Essa é uma frase que pode tranquilizar… mas também pode atrasar um diagnóstico importante.
A adolescência é, naturalmente, um período de mudanças. Oscilações de humor, busca por autonomia, conflitos familiares e maior intensidade emocional fazem parte do desenvolvimento.
Mas existe uma diferença entre as transformações esperadas dessa fase e um episódio de humor.
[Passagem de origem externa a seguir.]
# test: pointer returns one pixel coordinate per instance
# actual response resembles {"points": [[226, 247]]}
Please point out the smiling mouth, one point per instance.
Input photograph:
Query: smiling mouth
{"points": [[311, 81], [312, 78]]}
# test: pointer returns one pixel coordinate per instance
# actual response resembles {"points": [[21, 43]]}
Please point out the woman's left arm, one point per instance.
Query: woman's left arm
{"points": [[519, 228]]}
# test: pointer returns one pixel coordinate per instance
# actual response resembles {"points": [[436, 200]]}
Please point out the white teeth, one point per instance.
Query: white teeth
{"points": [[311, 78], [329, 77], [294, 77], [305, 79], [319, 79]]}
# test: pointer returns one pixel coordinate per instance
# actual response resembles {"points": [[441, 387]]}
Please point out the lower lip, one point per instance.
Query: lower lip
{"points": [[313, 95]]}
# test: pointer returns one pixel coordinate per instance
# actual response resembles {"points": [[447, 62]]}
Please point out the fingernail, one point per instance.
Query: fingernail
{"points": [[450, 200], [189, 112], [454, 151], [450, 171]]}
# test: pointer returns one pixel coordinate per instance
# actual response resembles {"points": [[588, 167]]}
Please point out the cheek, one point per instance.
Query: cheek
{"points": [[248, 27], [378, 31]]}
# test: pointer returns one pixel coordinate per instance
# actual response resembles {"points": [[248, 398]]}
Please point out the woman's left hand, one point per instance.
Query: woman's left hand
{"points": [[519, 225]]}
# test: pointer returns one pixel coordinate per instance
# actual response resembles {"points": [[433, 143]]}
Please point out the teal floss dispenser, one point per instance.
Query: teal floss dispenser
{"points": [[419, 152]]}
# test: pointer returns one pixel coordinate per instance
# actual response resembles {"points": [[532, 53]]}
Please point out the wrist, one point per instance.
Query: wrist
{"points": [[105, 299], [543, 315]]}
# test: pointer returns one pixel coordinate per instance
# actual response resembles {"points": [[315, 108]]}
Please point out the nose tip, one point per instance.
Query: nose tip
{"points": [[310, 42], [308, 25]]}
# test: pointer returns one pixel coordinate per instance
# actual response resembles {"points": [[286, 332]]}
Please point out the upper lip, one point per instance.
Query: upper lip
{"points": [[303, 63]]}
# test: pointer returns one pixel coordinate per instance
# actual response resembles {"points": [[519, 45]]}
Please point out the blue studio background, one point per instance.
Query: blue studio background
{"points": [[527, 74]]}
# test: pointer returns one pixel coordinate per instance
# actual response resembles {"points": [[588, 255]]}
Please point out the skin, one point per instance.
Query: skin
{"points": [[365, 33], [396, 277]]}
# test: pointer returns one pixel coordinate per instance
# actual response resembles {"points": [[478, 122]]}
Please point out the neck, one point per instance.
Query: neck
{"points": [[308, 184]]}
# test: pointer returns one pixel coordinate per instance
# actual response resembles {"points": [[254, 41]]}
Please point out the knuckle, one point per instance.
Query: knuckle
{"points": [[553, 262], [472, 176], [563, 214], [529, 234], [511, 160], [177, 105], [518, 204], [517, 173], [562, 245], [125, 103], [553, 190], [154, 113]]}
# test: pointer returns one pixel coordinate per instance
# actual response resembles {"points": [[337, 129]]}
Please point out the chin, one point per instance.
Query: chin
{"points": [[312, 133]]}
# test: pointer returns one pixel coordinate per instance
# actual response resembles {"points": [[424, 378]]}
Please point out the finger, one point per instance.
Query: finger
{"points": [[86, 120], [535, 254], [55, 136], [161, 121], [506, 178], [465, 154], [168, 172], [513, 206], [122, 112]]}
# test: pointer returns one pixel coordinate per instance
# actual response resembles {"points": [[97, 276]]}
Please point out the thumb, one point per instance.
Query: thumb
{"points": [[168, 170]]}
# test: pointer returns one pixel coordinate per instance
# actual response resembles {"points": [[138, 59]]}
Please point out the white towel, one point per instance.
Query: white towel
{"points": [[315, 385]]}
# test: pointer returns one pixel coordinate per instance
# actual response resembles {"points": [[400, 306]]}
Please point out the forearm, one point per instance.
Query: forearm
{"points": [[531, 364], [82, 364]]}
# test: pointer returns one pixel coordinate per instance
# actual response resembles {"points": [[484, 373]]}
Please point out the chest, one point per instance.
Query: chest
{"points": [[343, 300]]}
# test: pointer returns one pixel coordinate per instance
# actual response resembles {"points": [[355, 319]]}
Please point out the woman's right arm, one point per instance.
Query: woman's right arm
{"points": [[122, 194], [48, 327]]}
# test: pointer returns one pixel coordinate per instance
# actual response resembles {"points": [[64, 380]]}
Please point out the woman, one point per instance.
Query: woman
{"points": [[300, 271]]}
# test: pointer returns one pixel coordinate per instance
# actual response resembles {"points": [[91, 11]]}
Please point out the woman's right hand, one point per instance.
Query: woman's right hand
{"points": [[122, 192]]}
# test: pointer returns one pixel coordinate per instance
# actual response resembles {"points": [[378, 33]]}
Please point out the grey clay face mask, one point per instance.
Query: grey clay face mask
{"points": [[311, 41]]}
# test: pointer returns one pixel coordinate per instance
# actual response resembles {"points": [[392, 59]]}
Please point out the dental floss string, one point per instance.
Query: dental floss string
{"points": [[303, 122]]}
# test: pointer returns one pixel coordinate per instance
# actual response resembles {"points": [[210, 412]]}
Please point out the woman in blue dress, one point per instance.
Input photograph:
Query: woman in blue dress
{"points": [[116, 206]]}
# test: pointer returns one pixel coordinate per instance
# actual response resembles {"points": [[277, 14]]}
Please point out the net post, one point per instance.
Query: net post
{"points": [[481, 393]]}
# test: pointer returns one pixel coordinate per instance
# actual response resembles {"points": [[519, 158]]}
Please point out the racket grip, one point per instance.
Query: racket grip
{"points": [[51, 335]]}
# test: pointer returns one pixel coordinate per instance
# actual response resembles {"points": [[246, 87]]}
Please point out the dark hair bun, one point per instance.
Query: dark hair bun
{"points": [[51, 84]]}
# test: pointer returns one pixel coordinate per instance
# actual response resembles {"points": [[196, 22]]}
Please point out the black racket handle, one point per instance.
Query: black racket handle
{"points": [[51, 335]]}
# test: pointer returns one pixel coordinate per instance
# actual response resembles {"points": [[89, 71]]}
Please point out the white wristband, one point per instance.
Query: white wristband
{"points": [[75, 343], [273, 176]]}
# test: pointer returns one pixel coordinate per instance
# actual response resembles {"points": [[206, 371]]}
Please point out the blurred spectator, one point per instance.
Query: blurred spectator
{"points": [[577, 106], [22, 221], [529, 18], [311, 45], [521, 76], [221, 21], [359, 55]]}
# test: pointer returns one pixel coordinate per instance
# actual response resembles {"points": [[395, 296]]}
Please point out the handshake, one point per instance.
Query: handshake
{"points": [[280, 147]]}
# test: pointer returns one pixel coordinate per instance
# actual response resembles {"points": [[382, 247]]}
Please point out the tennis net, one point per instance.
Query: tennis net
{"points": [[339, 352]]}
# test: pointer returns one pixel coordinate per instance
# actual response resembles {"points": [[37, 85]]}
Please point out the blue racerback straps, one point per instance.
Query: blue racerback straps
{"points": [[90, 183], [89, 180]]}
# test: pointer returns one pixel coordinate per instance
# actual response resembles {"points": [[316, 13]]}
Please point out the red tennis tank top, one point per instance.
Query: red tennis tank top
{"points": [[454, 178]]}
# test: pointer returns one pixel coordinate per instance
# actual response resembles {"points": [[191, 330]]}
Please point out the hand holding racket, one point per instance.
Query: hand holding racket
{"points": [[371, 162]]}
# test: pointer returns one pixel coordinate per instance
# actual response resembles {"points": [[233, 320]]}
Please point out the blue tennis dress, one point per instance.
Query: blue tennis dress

No transtorno bipolar, o que chama atenção não é apenas a intensidade das emoções, mas uma mudança clara em relação ao funcionamento habitual do adolescente, acompanhada de prejuízo na escola, nos relacionamentos, no sono, no comportamento e na capacidade de exercer as atividades do dia a dia. O diagnóstico exige tempo, contexto e acompanhamento longitudinal. Não é feito por um sintoma isolado. PTHP MOD 22 - TH na População Pediátrica.pdf
Outro ponto importante é que a bipolaridade na infância e adolescência nem sempre se apresenta da mesma forma que nos adultos. Irritabilidade intensa, redução importante da necessidade de sono, aumento de energia, impulsividade e comportamentos de risco podem ser mais frequentes do que a clássica euforia. Além disso, diversos transtornos podem se parecer com bipolaridade, como TDAH, TEA, transtornos relacionados ao trauma e transtornos de ansiedade, tornando a avaliação clínica ainda mais cuidadosa.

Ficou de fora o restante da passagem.